Сергей Алексеев - Покаяние пророков
— Ладно, попробуем договориться так. Автор диссертации — твой враг, верно? Он покусился на то, что ты тщательно скрывал, что контролировал всю жизнь, дабы утвердить определенное воззрение на русскую историю. Какой смысл защищать своего противника? Тем более перед кончиной, в момент откровения?
— Не понимаю вас…
— Ты понимаешь! Да только не хочешь в этом признаться. Я прочитал все твои работы, даже самые первые. И везде ты так или иначе подчеркивал одну и ту же мысль — России всего одна тысяча лет. Дохристианской русской истории не существовало, дикая, неосознанная жизнь, без времени и пространства, без веры, мировоззрений и какой-либо централизации. Ты прикасался ко всему, что так или иначе могло пролить свет на истину, выносил свое авторитетное заключение, как черную метку. Только поэтому ты написал монографию по древнерусской истории, мазал дегтем апокрифическую литературу, Влесову книгу и все исследования по ней. Я понимаю, ты вершил свой суд не по собственной воле. Не впрямую, так исподволь проповедовал то, что тебе поручали.
— Мне никто не навязывал мнений, — бессильно запротестовал Мастер.
— На смертном одре не надо лгать, господин Барвин! Господь все слышит.
— Кто мог мне что-то диктовать? О чем вы говорите?
— Сначала новые Розенкрейцеры, потом мастера Мальтийского ордена…
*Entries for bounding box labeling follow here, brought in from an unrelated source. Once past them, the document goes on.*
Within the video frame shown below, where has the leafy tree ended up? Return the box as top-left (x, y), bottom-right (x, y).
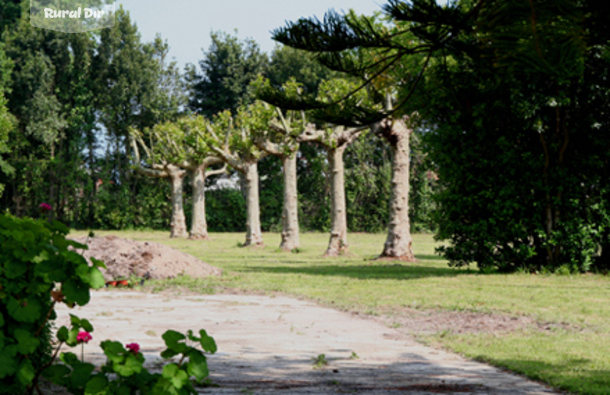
top-left (251, 79), bottom-right (307, 251)
top-left (297, 80), bottom-right (367, 256)
top-left (0, 43), bottom-right (15, 196)
top-left (131, 125), bottom-right (187, 237)
top-left (187, 32), bottom-right (268, 118)
top-left (150, 117), bottom-right (226, 240)
top-left (275, 0), bottom-right (608, 270)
— Забавы тоскующей интеллигенции…
— Этим забавляй журналистов, — ухмыльнулся Палеологов. — Неужели ты считаешь, что никто не догадывается об истинном предназначении ЦИДИКа? Другое дело, говорить не принято… Но вернемся к нашим баранам. Как ученый ты же понимал: бесконечно сдерживать процесс познания собственной истории невозможно, даже если этого пожелает сам Великий Архитектор. Все равно время от времени будут появляться люди, сомневающиеся в твоих концепциях. А главное — вновь открытые или хорошо забытые исторические источники, археологические памятники и прочие материальные свидетельства. Например, этот чудак с диссертацией взял и раскопал на Соляной Тропе полторы сотни не известных науке великокняжеских и царских жалованных грамот, да еще почти прямо указал, куда ушла библиотека Ивана Грозного.
Академик лежал неподвижно, с открытыми глазами, лишь пальцы подрагивали, вяло сцепленные на груди. Палеологов несколько сбавил напор, склонился к его лицу.
— Мне известно: ты кодируешь диссертации, снимаешь фамилии, дабы избежать всякой предвзятости рецензентов. Эта была под номером 2219. Ты рецензировал ее сам и знаешь имя диссертанта.
— Кодировал не я… Это работа секретаря. И я не знаю…
— Ну хватит выкручиваться. Мастер! Вся эта кодировка — на посторонних дураков. В любой момент ты мог узнать фамилию! Назови этого человека!
— Я не помню, — искренне признался умирающий. — Вероятно, было давно и вылетело из головы…
— Напряги память, академик! Ты должен был запомнить его на всю жизнь! У тебя тогда случился первый инсульт! Он же тебя чуть на тот свет не отправил своими трудами!
— Поймите…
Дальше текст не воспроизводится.